Tous me meurent pas et s’illustreront encore. Chez les Murat, le prince Jérôme (1898-1992) sera aviateur. Abattu au-dessus des Vosges en février 1918, il sera amputé d’une de ses jambes. Son frère Alexandre (1889- 1926) sera l’un des meilleurs commandant de batterie de sa génération cité pour avoir « obtenu de sa batterie un rendement excellent par la précision des tirs qu’il a toujours dirigés lui-même des observatoires les plus exposés et avoir toujours su , malgré les pertes, maintenir, par son calme et son mépris du danger, la confiance parmi son personnel et la discipline du feu ». Artilleurs spécialisé, le prince André Masséna (1891-1974) ou le prince louis Joseph Suchet d'Albufera ne se traceront dans la ligne droite de leurs ancêtres respectifs, décorés de la croix de guerre. « La France s’est montrée digne de son passé.
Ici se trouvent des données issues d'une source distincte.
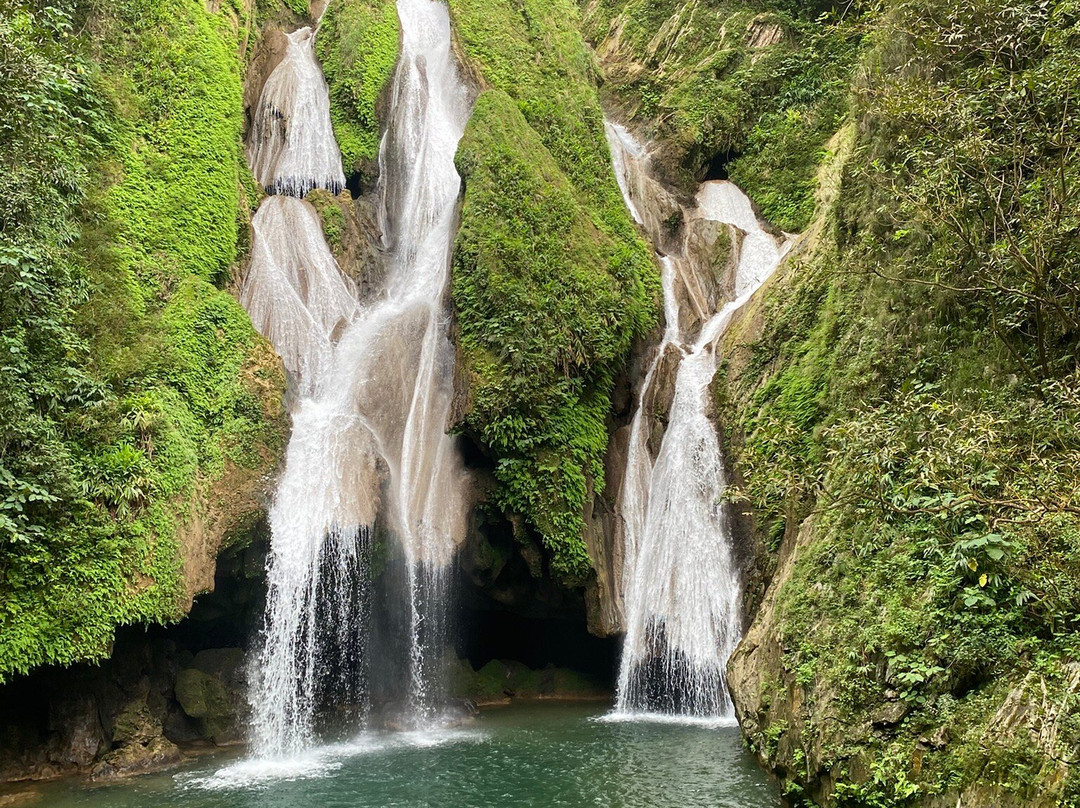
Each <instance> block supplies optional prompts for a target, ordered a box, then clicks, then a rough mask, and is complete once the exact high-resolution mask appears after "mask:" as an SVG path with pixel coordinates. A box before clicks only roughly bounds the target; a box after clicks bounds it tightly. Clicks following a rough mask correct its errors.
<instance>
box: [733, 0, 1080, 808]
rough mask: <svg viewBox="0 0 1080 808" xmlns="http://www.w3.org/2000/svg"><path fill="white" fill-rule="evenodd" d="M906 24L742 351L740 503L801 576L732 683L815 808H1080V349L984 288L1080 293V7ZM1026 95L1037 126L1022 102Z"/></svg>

Nos soldats ont fait revivre les exploits de leurs aînés sous un chef admirable que « l’épopée » a inspiré » écrira le prince Victor Napoléon en 1919, saluant ainsi l’héritage qu’il incarne. Eugénie de Montijo écrira une lettre à Georges Clémenceau, ce Tigre « qu’elle aurait bien embrassée pour tout le bien qu’il a fait à la France ». Elle devait encore jouer un rôle non négligeable dans le retour de l’Alsace –Lorraine dans le giron français avant de fermer définitivement les yeux, deux ans plus tard, le sentiment du devoir accompli. Comme tous ces princes d’empire qui se sont distingués ou sont morts au champ d’honneur entre 1914 et 1918 auc côtés de leurs compatriotes.